Wenn von Seiten der Entwick­lungs­länder, von China, den USA und Japan größere Anstren­gungen erfor­derlich sind, um die Energie­ef­fi­zienz zu steigern und die Dekar­bo­ni­sierung ihrer Energie­wirt­schaft zu beschleu­nigen – gilt das nicht erst recht für die Bundes­re­publik? Aber ja! Was sich bislang bei den Jamaika-Verhand­lungen auf dem Feld der Klima- und Energie­po­litik abzeichnet, bleibt weit hinter dem zurück, was nötig wäre – und selbst hinter dem, was man bei einigem nüchternen Realismus erwarten konnte.

Die größten und schnellsten Effekte bei der CO2-Reduktion sind durch die Still­legung alter Braun- und Stein­koh­le­kraft­werke zu erzielen. Zahlreiche Modell­rech­nungen zeigen, dass das möglich ist, ohne dass in Deutschland die Lichter ausgehen. Wir sitzen auf Überka­pa­zi­täten abgeschrie­bener Kraft­werke und verzeichnen Rekord-Export­über­schüsse von Kohlestrom. Gleich­zeitig sind hochmo­derne Gaskraft­werke einge­mottet, weil sich ihr Betrieb gegenüber der Billig­kon­kurrenz betagter Kohle­kraft­werke nicht rechnet.

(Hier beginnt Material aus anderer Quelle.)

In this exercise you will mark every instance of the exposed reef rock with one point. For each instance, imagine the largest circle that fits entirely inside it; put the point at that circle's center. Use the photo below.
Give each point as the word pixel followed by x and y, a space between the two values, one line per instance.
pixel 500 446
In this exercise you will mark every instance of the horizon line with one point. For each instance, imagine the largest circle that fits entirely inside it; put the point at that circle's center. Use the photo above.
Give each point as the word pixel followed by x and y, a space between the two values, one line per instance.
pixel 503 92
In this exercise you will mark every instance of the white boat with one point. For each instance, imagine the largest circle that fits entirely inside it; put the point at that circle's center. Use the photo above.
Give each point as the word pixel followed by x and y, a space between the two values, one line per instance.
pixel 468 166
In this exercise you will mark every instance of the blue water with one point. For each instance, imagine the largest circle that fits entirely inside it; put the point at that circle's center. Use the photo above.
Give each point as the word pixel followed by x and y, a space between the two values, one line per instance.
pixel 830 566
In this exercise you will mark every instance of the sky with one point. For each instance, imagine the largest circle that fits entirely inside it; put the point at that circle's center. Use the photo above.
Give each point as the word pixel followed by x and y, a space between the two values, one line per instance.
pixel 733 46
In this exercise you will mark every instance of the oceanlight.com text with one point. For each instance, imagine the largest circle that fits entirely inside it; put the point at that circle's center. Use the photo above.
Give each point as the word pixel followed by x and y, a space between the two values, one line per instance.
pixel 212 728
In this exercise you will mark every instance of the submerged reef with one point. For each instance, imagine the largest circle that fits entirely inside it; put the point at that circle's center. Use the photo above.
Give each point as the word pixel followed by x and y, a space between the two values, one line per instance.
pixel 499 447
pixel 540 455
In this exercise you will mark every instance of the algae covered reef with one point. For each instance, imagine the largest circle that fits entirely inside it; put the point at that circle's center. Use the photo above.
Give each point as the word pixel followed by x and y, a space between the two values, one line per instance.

Offenbar sträuben sich aber sowohl die FDP wie Teile der Union gegen jeden halbwegs ambitio­nierten Fahrplan für den Kohle­aus­stieg. Das Steinzeit-Argument, dass die Energie­wende Arbeits­plätze gefährdet und die Wettbe­werbs­fä­higkeit der Industrie unter­gräbt, feiert traurige Wiederkehr.

Es ist richtig, dass die Grünen diese Frage zu einem Essential für eine Koali­ti­ons­bildung gemacht haben. Deutschland hat in den letzten Jahren schon zu viel Zeit bei der Senkung unserer Treib­hausgas-Emissionen verloren. Vom Vorreiter der Energie­wende sind wir zu einem hartnä­ckigen Kohle­monster mutiert. Ohne nennens­werte Fortschritte in dieser Frage können die Grünen in keine Regierung eintreten.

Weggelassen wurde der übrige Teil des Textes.